Os corações transplantados funcionaram normalmente, sem sinais de rejeição, durante os três dias em que a experiência durou, afirmaram os cirurgiões. Os receptores eram Lawrence Kelly, um homem de 72 anos, e Alva Capuano, homem de 64, ambos já declarados com morte cerebral.

Este transplante é mais um capítulo na história destes transplantes. Em Janeiro deste ano, um homem de 57 anos com doença cardíaca terminal foi o primeiro a receber um coração de porco geneticamente modificado, numa operação na Universidade de Maryland (Estados Unidos). A cirurgia foi uma das primeiras a demonstrar a viabilidade de um transplante de um porco para um humano.

O homem viria a morrer dois meses depois, em Março este ano. As razões pelas quais o novo coração falhou ainda não são claras – no entanto, foram encontradas evidências de um vírus no sangue do homem com transplante, o citomegalovírus suíno.

No caso destes dois mais recentes transplantes de coração em Nova Iorque, os cirurgiões examinaram os orgãos preparados pela empresa biotecnológica Revivicor à procura deste vírus – mas não foi detectada a presença do vírus.
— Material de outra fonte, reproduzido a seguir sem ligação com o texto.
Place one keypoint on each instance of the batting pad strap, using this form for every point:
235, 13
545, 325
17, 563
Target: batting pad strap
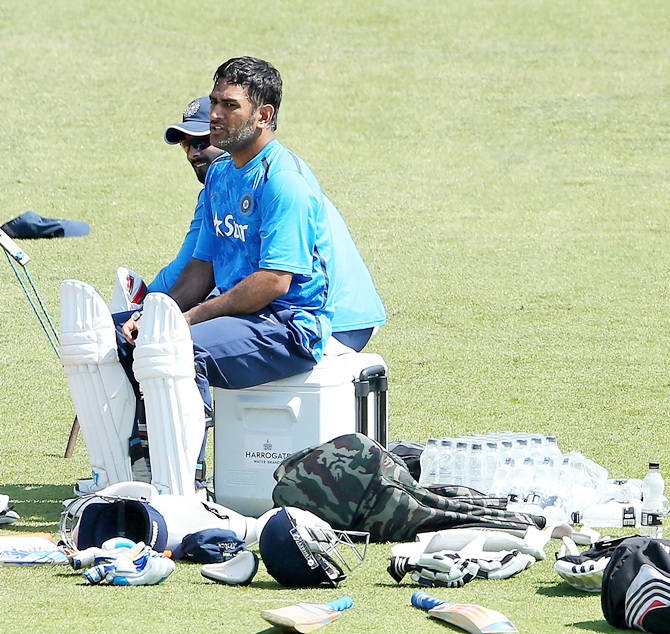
175, 415
102, 395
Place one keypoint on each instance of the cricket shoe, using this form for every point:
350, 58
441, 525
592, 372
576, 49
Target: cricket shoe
237, 571
86, 487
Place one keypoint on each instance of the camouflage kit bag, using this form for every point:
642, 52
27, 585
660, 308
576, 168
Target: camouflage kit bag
353, 483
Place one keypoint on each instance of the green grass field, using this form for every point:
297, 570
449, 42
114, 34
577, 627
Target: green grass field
504, 169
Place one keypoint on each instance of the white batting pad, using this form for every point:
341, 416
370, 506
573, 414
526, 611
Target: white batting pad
102, 395
163, 364
129, 289
188, 514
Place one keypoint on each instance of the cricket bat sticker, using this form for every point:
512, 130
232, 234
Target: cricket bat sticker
307, 617
472, 618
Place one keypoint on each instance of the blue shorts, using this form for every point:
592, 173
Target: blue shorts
247, 350
237, 352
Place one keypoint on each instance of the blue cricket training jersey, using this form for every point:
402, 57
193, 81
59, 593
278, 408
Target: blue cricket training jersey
271, 214
352, 295
167, 276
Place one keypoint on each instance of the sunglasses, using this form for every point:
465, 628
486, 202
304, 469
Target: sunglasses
198, 144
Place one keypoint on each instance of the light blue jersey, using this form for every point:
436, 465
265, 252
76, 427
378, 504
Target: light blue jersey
271, 214
352, 294
168, 275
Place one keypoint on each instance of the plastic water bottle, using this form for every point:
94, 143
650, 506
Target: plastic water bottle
428, 463
445, 460
653, 487
536, 449
502, 479
460, 463
475, 468
522, 483
544, 482
520, 450
609, 515
490, 453
551, 449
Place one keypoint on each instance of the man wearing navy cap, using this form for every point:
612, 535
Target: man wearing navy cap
328, 288
193, 136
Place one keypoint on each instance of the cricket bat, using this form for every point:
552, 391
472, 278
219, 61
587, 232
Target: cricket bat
469, 617
307, 617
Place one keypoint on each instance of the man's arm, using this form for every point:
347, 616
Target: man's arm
194, 284
248, 296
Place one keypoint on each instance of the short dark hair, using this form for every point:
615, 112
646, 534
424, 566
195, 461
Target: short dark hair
261, 79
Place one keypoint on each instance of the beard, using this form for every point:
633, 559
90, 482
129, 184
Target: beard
240, 138
200, 170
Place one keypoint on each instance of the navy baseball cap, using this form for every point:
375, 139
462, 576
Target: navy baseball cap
32, 225
133, 519
209, 546
195, 121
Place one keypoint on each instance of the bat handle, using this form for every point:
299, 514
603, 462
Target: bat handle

Os corações de porco tiveram quatro modificações genéticas para evitar a rejeição por parte do corpo humano e o crescimento anormal de órgãos, bem como outras seis alterações que ajudarão a prevenir incompatibilidades entre porcos e humanos.

Rins de porco e outros modelos

Em 2021, uma equipa de investigadores da Universidade de Nova Iorque (à qual pertenciam alguns dos cirurgiões presentes na operação divulgada agora) também transplantaram rins de porco em dois pacientes com morte cerebral. Estes transplantes “experimentais” permitem recolher mais informação, já que as biópsias podem ser feitas com mais frequência.

Um processo similar de transplante de rins de porco em pessoas com morte cerebral foi detalhado num artigo científico no em Janeiro deste ano, depois de duas operações realizadas pelos cirurgiões da Universidade do Alabama (Estados Unidos) no final de 2021. Esse trabalho foi considerado o primeiro modelo pré-clínico publicado numa revista científica.

“Conseguimos capturar em tempo real tudo o que estava a acontecer durante este período de 72 horas”, diz Robert Montgomery, director do Instituto de Transplantes Langone da Universidade de Nova Iorque que conduziu este transplante. A aquisição, transporte, cirurgia de transplante e imunossupressão foram todos realizados da mesma forma, ou seja, como habitualmente se faz em transplantes cardíacos humanos típicos, adiantam os cirurgiões.

“O nosso objectivo é integrar as práticas usadas num transplante cardíaco típico e quotidiano, apenas com um órgão não humano que funcionará normalmente sem ajuda adicional de dispositivos ou medicamentos não testados”, diz Nader Moazami, director cirúrgico de transplante cardíaco da instituição responsável. Moazami acrescentou ainda que estas duas experiências de 72 horas permitiram já obter muitos dados preliminares, mas ainda falta responder a muitas perguntas antes de iniciar testes de transplante em pessoas vivas.

Há alguns anos que os porcos têm sido vistos como uma fonte para potenciais transplantes dos seus órgãos pelas suas semelhanças aos dos humanos. Esforços anteriores de transplantes de porcos para humanos falharam devido a diferenças genéticas que causaram a rejeição de órgãos ou de vírus que constituíam risco de infecção.